Früher fand ich es richtig ekelig, wenn in Wohnungen in denen ich zu Gast war, Oberflächen klebrig und schmierig waren. Wie geht das überhaupt, klebrig und schmierig gleichzeitig? Die Antwort darauf ist Butterbrot, und das Massaker, das Nora damit anrichtet, lässt mich absolut kalt. Bis zu diesem Punkt war es ein längerer Lernprozess, zu Beginn versuchte ich noch das Baby davon abzuhalten, sich oder etwas anderes dreckig zu machen. Jetzt lache ich in mich hinein, wenn Daniel es noch immer probiert („Nein, Nora, nicht in die Ohren!“). Sie schaut verwundert, hält kurz inne, und setzt ihre ordnungszerstörende Tätigkeit fort. Ich mache nur noch Videos davon, es ist eine Frage der Zeit bis Daniel meinem Beispiel folgt. Ein erstes Baby erzieht seine Eltern. Es trainiert sie, mit wenig Schlaf auszukommen, führt sie an Grenzen des Ekels heran und lässt sie darüber hinauswachsen. Ich bin nicht die erste Person, die diese Strategie durchschaut:

„Wenn man weise genug war, um zu erkennen, dass dieses Leben hauptsächlich darin bestand, Wünsche loszulassen, warum sollte man sich dann nicht im Loslassen übern statt im Streben nach Erfüllung? Solche exotischen Offenbarungen blubberten einfach so hoch, und ich begriff allmählich, dass Schlafentzug, Wachsamkeit und ständiges Füttern eine Form von Gehirnwäsche waren, ein Prozess, in dessen Verlauf mein altes Ich langsam, aber beständig umgeformt wurde zu etwas Neuem: einer Mutter. Es schmerzte. Ich versuchte, den Prozess bewusst mitzuverfolgen, so als würde ich bei meiner eigenen Operation zusehen. Ich hoffte, ich könnte noch eine winzige Ecke meines alten Ichs bewahren, gerade genug, um andere Frauen zu warnen. Doch mir war klar, dass das wahrscheinlich nicht funktionieren würde; nach Abschluss dieses Prozesses würde nichts mehr von mir übrig sein, das sich beklagen konnte, dann tat es nicht mehr weh und ich erinnerte mich nicht mehr.“ (Miranda July, Der Erste Fiese Typ Roman)

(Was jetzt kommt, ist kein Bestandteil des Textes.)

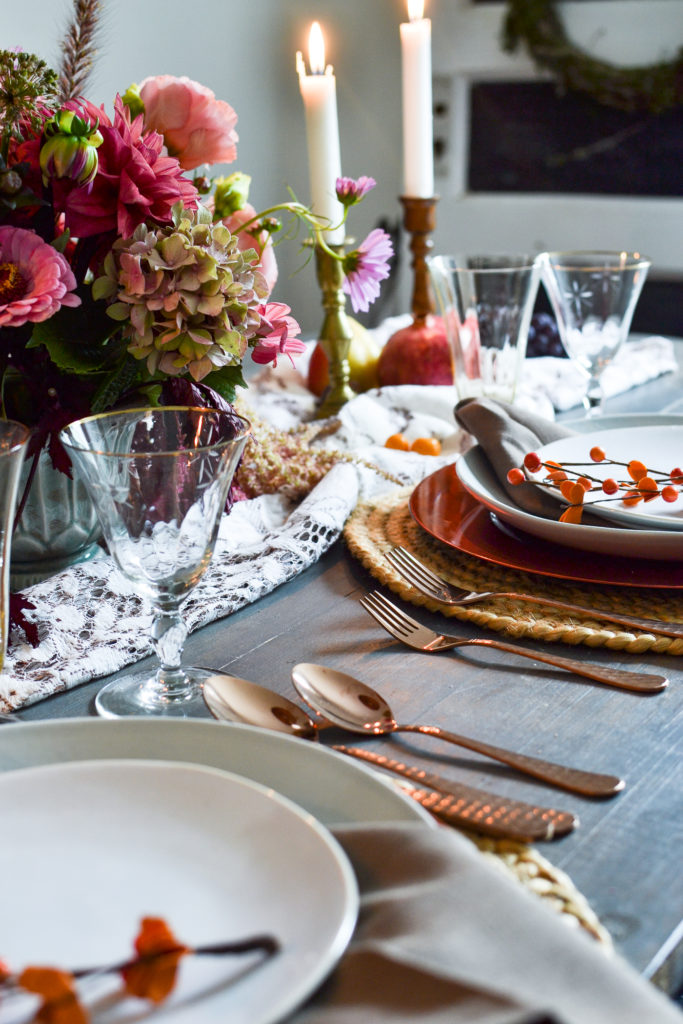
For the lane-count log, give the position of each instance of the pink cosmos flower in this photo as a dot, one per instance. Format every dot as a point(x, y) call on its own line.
point(262, 243)
point(134, 181)
point(351, 190)
point(197, 127)
point(366, 266)
point(276, 334)
point(35, 279)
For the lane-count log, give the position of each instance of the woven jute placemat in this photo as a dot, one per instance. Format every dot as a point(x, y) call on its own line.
point(542, 879)
point(378, 525)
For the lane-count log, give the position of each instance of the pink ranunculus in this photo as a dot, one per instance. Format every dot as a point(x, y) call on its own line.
point(275, 336)
point(261, 242)
point(134, 181)
point(35, 279)
point(197, 127)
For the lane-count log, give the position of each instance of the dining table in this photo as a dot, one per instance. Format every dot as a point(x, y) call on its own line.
point(625, 857)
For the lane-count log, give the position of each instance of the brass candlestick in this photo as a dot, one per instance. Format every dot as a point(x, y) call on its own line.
point(420, 220)
point(335, 336)
point(419, 353)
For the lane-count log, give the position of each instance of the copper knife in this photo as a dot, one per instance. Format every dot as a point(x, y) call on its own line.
point(467, 807)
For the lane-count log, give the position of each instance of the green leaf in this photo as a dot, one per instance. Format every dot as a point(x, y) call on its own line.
point(123, 379)
point(225, 381)
point(81, 340)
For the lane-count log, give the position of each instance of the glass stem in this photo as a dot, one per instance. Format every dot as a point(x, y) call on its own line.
point(168, 635)
point(593, 397)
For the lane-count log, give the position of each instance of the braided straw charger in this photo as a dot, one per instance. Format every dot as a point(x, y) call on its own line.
point(378, 525)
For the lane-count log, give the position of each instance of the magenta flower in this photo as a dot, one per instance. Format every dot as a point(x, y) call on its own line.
point(35, 279)
point(366, 266)
point(275, 336)
point(134, 181)
point(351, 190)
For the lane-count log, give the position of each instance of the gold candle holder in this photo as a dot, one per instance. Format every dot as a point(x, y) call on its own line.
point(420, 220)
point(409, 356)
point(335, 336)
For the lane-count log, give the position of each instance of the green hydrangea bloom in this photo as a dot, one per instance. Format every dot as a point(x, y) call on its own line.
point(187, 296)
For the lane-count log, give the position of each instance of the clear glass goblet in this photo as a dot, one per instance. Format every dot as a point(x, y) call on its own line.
point(159, 480)
point(593, 295)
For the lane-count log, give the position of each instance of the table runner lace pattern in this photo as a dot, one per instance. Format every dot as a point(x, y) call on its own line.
point(92, 624)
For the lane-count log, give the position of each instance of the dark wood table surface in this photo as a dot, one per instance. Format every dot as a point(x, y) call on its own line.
point(626, 856)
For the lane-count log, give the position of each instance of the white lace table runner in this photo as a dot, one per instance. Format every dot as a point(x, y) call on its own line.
point(89, 619)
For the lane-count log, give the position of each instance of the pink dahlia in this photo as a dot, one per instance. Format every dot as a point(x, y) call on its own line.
point(366, 266)
point(197, 127)
point(35, 279)
point(275, 336)
point(134, 181)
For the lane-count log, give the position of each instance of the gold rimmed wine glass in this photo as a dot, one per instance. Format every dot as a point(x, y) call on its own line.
point(159, 480)
point(593, 296)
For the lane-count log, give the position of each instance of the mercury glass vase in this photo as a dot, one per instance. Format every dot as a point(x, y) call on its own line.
point(58, 525)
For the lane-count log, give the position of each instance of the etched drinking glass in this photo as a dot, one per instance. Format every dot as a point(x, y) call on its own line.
point(159, 480)
point(13, 440)
point(485, 303)
point(593, 295)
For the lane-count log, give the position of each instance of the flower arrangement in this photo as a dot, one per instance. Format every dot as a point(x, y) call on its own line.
point(125, 273)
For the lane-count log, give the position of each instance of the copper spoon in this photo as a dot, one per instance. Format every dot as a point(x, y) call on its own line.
point(351, 705)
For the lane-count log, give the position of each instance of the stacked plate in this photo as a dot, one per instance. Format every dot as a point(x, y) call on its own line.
point(105, 822)
point(467, 507)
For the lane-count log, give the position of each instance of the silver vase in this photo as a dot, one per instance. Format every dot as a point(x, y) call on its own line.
point(58, 525)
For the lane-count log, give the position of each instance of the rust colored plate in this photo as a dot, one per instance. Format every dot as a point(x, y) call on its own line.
point(441, 506)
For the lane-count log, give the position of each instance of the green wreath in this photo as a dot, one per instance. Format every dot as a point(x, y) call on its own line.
point(536, 23)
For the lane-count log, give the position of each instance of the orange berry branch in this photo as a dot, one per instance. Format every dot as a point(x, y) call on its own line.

Das Baby gewinnt, wir sind verloren, man muss es akzeptieren. Liebe Menschen ohne Kinder, bitte besucht uns weiterhin. Setzt euch auf die Couch, greift nichts an (es könnte klebrig sein), erzählt uns aus eurem sauberen Leben. Aber wenn ihr Kinder möchtet, lasst euch von Horrorgeschichten nicht abhalten. Man gewöhnt sich an alles, vor allem, wenn es so putzig ist wie ein Baby.